The first Wi-Fi 5G module is connected to a first frequency mixer, the first Wi-Fi 2.4G module and the BT module are first connected to a first switching switch, and then are connected to the first frequency mixer via the first switching switch, and the first frequency mixer is connected to the first antenna. It may be understood that, based on the foregoing connection relationship, the tablet computer supports in using the first antenna in a time division multiplexing manner by the first Wi-Fi 2.4G module and the BT module, and supports in using the first antenna in a frequency division multiplexing manner by the first Wi-Fi 5G module and the first Wi-Fi 2.4G module or the BT module.

In addition, the second Wi-Fi 5G module is connected to a second frequency mixer, the second Wi-Fi 2.4G module and the SLE module are first connected to a second switching switch, and then are connected to the second frequency mixer via the second switching switch, and the second frequency mixer is connected to the second antenna. It may be understood that, based on the foregoing connection relationship, the tablet computer supports in using the second antenna in a time division multiplexing manner by the second Wi-Fi 2.4G module and the BT module, and supports in using the second antenna in a frequency division multiplexing manner by the second Wi-Fi 5G module and the second Wi-Fi 2.4G module or the SLE module.

The following specifically describes the method provided in this application by using an example in which the first electronic device is the tablet computer shown in FIG. 15, the second electronic device is a router, the third electronic device is a Bluetooth headset, and the fourth electronic device is a stylus. A communication link between the tablet computer and the router is the first communication link, a communication link between the tablet computer and the Bluetooth headset is the second communication link, and a communication link between the tablet computer and the stylus is a third communication link.

Example 1: The first communication link and the second communication link use the first antenna in a frequency division multiplexing manner.

Refer to (a) in FIG. 16. The tablet computer is connected to the router through the first antenna and a Wi-Fi 2.4G link, is connected to the Bluetooth headset through the first antenna and a BT link, and is connected to the stylus through the second antenna and an SLE link. The Wi-Fi 2.4G link and the BT link use the first antenna in a time division multiplexing manner. When the BT link transmits high-definition audio, the Wi-Fi 2.4G link is severely affected. Because the second antenna has been occupied by the SLE link, the Wi-Fi 2.4G link cannot independently use the second antenna. Therefore, to ensure communication quality of the first communication link between the tablet computer and the router, the tablet computer may switch a communication protocol for the first communication link from the Wi-Fi 2.4G communication protocol to the Wi-Fi 5G communication protocol. In other words, the tablet computer replaces the original Wi-Fi 2.4G link with a Wi-Fi 5G link.

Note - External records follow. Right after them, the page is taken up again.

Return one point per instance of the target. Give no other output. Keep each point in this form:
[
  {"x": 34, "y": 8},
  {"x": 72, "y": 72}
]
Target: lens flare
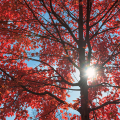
[{"x": 90, "y": 72}]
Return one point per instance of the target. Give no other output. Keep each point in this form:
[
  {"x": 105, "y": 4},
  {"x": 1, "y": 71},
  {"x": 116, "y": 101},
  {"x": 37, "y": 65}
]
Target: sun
[{"x": 90, "y": 72}]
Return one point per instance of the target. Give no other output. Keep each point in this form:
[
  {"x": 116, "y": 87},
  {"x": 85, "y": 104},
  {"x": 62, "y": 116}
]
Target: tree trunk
[{"x": 84, "y": 101}]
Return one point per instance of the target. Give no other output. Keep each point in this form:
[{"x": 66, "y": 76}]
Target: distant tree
[{"x": 70, "y": 35}]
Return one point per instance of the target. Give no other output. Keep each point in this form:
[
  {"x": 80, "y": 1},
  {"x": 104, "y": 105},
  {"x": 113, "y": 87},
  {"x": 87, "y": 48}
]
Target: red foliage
[{"x": 68, "y": 35}]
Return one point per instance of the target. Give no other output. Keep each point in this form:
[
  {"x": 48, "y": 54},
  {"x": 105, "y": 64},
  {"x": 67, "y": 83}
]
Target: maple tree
[{"x": 70, "y": 35}]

Refer to (b) in FIG. 16. After the tablet computer replaces the original Wi-Fi 2.4G link with the Wi-Fi 5G link, the Wi-Fi 5G link and the BT link reuse the first antenna in a frequency division multiplexing manner. The two communication links basically do not affect each other, and communication quality of the two communication links can be considered.

Example 2: The first communication link and the third communication link use the second antenna in a frequency division multiplexing manner.

Refer to (a) in FIG. 17. The tablet computer is connected to the router through the first antenna and a Wi-Fi 2.4G link, is connected to the Bluetooth headset through the first antenna and a BT link, and is connected to the stylus through the second antenna and an SLE link. The Wi-Fi 2.4G link and the BT link use the first antenna in a time division multiplexing manner. When the BT link transmits high-definition audio, the Wi-Fi 2.4G link is severely affected. Therefore, when switching the first communication link from the Wi-Fi 2.4G communication protocol to the Wi-Fi 5G communication protocol, the tablet computer may switch the first communication link from the first antenna to the second antenna.

Refer to (b) in FIG. 17. After the tablet computer replaces the original Wi-Fi 2.4G link with the Wi-Fi 5G link, the BT link independently uses the first antenna, and the Wi-Fi 5G link and the SLE link use the second antenna in a frequency division multiplexing manner. The Wi-Fi 5G link and the BT link do not affect each other, and communication quality of the two links can be considered.

In this embodiment, when switching the communication protocol for the first communication link, the first electronic device may first query a user, and perform switching after the user agrees. For example, refer to FIG. 18. The tablet computer may first display query information, an OK control, and a cancel control, where the query information is used to query whether a user agrees to replace the original Wi-Fi 2.4G link with the Wi-Fi 5G link. In response to an operation performed by the user on the OK control, the tablet computer connects to the router through the Wi-Fi 5G link, and disconnects the original Wi-Fi 2.4G link.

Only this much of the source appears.